The Third Reich in Power, Richard Evans

This is the second book of Richard J. Evans' seminal trilogy on the Third Reich.  It examines politics, society and culture in Germany during the high days of the Third Reich, from Hitler's accession to power in 1933 to the outbreak of the Second World War.

I

What kept the Nazis in power for so long?  To begin with, there was the terror.  The Nazis were very successful in smashing organised political opposition.  The Social Democratic Party and the rest of the German left were crushed in a horrible orgy of violence in the first part of 1933, and the parties of the right were bullied into dissolving themselves.  By July 1933, the only party which stood between the Nazis and a one party state was the Catholic Zentrumspartei, and their fate was sealed when the church decided to try to cut a deal with Hitler in the vain hope that he could be persuaded to leave the Catholics alone.

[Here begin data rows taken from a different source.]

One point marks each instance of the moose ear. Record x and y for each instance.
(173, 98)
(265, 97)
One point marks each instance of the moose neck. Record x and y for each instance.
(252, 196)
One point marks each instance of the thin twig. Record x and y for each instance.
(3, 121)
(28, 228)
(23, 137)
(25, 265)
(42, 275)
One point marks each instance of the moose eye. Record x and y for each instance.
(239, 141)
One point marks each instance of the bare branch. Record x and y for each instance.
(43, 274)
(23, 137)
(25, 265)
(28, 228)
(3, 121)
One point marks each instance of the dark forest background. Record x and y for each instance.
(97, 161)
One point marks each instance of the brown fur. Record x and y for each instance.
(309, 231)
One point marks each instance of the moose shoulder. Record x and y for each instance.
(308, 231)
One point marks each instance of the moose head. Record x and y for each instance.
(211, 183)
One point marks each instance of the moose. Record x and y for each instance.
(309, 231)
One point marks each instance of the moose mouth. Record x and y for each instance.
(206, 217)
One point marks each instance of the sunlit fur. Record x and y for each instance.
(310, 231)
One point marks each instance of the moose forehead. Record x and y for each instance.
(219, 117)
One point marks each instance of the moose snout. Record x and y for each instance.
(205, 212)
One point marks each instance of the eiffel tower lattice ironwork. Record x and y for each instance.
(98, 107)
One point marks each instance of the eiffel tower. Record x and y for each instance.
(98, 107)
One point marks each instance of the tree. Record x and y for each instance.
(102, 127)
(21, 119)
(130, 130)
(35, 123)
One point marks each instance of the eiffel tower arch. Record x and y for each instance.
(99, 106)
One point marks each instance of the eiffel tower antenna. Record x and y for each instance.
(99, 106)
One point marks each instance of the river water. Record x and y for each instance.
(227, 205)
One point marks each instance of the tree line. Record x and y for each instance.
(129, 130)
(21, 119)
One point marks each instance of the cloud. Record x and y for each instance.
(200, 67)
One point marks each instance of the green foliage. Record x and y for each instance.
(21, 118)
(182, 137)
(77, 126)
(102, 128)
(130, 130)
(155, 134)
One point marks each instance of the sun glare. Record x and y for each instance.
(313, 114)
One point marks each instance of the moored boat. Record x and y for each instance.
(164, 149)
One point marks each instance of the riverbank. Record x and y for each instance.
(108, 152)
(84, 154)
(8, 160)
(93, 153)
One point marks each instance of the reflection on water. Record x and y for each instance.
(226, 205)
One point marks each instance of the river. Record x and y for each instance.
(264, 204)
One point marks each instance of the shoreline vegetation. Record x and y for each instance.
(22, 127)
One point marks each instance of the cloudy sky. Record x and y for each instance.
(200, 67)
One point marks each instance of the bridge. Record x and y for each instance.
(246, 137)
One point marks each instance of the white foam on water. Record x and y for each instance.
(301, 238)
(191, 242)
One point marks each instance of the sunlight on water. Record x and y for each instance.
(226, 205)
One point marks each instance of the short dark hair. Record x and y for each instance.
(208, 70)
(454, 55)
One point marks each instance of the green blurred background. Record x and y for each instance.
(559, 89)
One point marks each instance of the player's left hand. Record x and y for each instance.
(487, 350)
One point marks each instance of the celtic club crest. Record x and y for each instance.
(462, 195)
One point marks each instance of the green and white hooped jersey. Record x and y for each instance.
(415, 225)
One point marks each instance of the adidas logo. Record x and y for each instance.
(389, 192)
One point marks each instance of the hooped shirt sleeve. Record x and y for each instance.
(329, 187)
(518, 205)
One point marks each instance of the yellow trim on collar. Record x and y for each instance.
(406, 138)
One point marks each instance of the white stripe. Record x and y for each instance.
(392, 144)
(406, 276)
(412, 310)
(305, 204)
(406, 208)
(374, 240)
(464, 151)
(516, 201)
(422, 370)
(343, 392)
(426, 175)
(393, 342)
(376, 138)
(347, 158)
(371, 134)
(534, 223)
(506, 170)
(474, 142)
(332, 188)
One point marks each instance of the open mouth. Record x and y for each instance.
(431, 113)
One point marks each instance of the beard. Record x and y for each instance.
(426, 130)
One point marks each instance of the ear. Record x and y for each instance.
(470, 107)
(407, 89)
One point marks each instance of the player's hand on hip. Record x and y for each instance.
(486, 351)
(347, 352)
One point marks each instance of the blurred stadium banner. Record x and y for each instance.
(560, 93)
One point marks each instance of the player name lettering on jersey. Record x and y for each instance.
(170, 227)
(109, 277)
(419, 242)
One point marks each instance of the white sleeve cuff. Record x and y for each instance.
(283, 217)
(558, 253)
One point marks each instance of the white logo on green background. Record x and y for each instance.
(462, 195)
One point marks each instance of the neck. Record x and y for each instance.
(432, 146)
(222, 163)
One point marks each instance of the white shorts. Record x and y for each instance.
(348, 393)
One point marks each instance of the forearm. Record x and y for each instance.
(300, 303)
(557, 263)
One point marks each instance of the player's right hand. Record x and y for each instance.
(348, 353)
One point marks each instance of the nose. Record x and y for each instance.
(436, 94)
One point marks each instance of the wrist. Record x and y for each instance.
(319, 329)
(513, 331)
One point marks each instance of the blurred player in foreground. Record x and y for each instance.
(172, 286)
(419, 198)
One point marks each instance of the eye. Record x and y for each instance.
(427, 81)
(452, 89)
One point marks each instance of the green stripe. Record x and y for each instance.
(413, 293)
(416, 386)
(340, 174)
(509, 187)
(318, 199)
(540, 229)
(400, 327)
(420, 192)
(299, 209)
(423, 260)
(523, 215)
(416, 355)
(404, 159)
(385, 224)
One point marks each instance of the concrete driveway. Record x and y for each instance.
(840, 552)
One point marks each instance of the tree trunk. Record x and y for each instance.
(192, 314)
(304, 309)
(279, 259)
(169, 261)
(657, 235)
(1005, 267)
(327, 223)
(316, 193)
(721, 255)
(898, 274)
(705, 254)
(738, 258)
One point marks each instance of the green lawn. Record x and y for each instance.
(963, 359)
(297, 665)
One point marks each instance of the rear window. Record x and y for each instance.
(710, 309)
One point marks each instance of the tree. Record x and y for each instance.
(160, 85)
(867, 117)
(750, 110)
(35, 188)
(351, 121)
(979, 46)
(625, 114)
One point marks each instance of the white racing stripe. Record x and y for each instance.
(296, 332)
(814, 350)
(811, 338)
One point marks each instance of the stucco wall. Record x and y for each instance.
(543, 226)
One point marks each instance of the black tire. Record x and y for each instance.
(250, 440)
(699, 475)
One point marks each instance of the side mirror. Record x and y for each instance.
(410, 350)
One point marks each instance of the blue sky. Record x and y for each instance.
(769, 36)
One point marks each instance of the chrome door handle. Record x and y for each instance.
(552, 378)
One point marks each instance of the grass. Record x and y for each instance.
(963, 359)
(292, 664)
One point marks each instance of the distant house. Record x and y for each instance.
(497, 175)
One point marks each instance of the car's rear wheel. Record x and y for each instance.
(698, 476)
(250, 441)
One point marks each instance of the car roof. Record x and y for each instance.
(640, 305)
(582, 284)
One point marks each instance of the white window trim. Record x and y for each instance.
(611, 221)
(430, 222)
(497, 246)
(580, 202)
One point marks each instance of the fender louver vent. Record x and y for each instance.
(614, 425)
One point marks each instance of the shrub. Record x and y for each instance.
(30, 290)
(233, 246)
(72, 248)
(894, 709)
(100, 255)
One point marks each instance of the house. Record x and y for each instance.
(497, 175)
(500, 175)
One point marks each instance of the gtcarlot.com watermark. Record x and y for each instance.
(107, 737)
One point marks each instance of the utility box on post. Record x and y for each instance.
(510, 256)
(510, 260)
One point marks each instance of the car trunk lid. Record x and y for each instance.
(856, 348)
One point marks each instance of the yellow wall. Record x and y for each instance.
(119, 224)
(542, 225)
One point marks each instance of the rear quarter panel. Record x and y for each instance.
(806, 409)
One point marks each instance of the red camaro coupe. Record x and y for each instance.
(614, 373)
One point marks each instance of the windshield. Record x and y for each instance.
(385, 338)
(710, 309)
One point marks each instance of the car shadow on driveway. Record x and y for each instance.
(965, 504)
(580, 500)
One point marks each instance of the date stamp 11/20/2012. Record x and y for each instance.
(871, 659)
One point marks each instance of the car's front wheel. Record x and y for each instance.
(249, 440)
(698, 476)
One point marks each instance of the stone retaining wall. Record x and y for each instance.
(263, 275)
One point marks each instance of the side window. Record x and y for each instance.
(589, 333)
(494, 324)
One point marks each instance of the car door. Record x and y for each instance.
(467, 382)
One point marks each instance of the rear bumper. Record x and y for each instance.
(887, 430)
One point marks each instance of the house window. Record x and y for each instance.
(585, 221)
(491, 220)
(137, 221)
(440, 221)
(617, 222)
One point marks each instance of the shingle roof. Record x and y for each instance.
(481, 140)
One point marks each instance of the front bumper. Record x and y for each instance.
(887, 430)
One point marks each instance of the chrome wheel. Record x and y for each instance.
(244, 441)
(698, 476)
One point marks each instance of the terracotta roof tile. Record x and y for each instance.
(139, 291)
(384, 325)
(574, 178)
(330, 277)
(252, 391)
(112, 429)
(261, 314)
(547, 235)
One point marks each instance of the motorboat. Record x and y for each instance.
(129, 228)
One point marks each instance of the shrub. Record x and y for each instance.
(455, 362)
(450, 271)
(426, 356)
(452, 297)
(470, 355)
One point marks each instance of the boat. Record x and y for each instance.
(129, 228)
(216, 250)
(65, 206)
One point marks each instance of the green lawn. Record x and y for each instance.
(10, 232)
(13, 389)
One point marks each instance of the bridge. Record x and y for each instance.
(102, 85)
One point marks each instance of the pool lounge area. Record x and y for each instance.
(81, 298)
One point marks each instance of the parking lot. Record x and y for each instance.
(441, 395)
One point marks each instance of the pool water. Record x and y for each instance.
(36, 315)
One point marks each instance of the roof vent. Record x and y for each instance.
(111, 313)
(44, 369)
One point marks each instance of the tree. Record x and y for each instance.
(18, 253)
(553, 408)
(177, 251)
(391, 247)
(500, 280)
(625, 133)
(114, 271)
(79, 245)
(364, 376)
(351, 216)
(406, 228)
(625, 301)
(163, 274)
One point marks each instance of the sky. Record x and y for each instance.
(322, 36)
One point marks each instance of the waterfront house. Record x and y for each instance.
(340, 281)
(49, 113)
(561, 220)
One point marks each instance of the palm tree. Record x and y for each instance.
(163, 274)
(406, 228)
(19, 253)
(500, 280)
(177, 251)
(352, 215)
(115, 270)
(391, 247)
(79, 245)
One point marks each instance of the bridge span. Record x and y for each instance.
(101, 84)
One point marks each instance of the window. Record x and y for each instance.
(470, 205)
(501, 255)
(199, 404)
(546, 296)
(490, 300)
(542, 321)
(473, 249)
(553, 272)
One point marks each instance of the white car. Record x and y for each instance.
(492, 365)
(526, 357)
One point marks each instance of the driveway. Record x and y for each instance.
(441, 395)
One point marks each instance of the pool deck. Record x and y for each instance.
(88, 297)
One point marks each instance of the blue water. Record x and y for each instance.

Once the violence of the 1933-34 period had subsided, not many overt enemies remained who were capable of mounting any effective opposition to the regime.  On the left, the Social Democrats and the Communists (who hated each other almost as much as they hated Hitler) proved incapable of maintaining any real level of resistance.  The anti-Nazi opposition disappeared as a political force.  Concentration camps, after initially being populated by Social Democrats, Communists and trade unionists, instead became repositories of vagrants, Jews, gay men and career criminals.

On the right, the conservative establishment began to realise that their plan to co-opt the Nazis had gone badly wrong.  Hitler forced the conservative leaders Hugenberg and Papen out of his government, and made sure that he personally succeeded Field Marshal von Hindenburg as head of state when the latter died in 1934.  Many conservatives were broadly content to acquiesce in Nazi rule - those Brownshirts were a ghastly rabble, but at least they had crushed the Marxists.  The Nazis encouraged them in this policy of acquiescence by killing some of their leading figures.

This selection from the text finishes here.